Structure-based design of symmetric inhibitors of HIV-1 protease.

HIV-1, the causative agent of AIDS, encodes a protease that processes the viral polyproteins into the structural proteins and replicative enzymes found in mature virions. Protease activity has been shown to be essential for the proper assembly and maturation of fully infectious HIV-1. Thus, the HIV-1 protease (HIV PR) has become an important target for the design of antiviral agents for AIDS. Analysis of the three-dimensional structures of related aspartic proteinases, and later of Rous sarcoma virus protease, indicated that the active site and extended substrate binding cleft exhibits two-fold (C2) symmetry at the atomic level.

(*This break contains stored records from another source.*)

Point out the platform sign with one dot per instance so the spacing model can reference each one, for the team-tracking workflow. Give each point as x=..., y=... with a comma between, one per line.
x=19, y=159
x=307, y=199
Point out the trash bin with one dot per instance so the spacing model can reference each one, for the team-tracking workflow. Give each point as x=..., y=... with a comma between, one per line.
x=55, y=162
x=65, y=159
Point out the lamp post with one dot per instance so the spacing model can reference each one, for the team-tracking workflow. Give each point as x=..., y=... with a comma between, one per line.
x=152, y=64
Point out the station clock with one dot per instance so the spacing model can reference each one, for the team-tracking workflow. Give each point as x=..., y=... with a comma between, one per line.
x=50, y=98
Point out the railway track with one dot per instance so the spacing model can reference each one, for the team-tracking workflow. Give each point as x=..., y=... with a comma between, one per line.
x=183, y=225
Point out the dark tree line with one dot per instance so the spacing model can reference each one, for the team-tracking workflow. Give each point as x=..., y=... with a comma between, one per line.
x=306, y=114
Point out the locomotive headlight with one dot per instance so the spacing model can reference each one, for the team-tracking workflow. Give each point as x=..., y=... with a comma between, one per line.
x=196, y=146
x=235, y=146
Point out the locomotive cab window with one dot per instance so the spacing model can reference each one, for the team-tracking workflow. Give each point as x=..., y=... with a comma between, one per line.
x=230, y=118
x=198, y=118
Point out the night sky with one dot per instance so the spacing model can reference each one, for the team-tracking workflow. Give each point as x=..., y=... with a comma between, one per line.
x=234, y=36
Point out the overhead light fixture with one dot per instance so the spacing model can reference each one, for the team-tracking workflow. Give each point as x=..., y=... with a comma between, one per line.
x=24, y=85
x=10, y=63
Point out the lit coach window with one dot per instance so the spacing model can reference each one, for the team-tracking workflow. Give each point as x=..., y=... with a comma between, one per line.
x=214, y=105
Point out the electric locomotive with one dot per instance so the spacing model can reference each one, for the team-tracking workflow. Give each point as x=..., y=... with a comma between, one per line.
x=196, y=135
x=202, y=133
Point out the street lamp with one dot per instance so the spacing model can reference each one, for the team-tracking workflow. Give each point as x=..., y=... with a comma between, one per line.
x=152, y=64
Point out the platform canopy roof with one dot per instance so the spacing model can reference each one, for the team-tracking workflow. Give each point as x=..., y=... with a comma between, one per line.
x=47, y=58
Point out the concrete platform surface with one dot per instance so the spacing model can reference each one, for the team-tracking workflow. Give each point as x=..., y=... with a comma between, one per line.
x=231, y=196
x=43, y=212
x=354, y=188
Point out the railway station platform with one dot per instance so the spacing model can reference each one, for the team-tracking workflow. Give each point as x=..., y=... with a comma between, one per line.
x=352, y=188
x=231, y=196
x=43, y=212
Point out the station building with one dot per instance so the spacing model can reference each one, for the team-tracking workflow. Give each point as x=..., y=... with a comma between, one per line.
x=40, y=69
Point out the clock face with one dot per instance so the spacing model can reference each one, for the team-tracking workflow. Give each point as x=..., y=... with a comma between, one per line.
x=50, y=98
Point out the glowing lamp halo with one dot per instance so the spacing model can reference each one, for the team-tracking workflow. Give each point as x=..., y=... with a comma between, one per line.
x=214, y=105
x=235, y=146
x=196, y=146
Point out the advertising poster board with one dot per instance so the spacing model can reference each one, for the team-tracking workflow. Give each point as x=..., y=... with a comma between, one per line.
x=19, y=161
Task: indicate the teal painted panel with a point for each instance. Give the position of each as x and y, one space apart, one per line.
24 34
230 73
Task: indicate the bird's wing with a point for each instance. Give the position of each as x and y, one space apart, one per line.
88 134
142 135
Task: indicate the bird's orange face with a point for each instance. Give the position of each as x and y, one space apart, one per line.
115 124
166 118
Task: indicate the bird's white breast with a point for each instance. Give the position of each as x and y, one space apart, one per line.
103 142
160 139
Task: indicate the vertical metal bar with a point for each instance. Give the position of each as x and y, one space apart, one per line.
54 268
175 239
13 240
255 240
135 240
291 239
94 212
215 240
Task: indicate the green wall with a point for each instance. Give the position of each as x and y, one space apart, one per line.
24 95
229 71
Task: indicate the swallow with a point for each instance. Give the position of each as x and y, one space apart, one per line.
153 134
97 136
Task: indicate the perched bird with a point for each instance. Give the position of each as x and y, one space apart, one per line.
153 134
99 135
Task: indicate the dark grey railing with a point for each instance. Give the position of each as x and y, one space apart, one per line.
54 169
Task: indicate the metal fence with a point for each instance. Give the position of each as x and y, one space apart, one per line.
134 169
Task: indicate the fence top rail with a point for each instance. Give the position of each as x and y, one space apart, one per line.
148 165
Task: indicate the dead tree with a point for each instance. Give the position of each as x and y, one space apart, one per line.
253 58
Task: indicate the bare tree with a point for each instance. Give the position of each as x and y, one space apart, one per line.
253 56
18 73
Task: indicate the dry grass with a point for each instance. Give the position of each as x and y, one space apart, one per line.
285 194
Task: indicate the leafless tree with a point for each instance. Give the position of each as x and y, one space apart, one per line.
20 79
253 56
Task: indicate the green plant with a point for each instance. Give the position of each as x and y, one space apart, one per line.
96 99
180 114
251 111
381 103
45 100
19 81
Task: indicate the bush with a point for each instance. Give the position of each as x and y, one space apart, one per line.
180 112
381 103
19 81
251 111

We therefore set out to test whether compounds that contained a C2 axis of symmetry, and that were structurally complementary to the active site region, could be potent and selective inhibitors of HIV PR. Two novel classes of C2 or pseudo-C2 symmetric inhibitors were designed, synthesized and shown to display potent inhibitory activity towards HIV PR, and one of these, A-77003, recently entered clinical trials. The structure of the complex with A-74704 was solved using X-ray crystallographic methods and revealed a highly symmetric mode of binding, confirming our initial design principles. These studies demonstrate that relatively simple symmetry considerations can give rise to novel compound designs, allowing access to imaginative new templates for synthesis that can be translated into experimental therapeutic agents.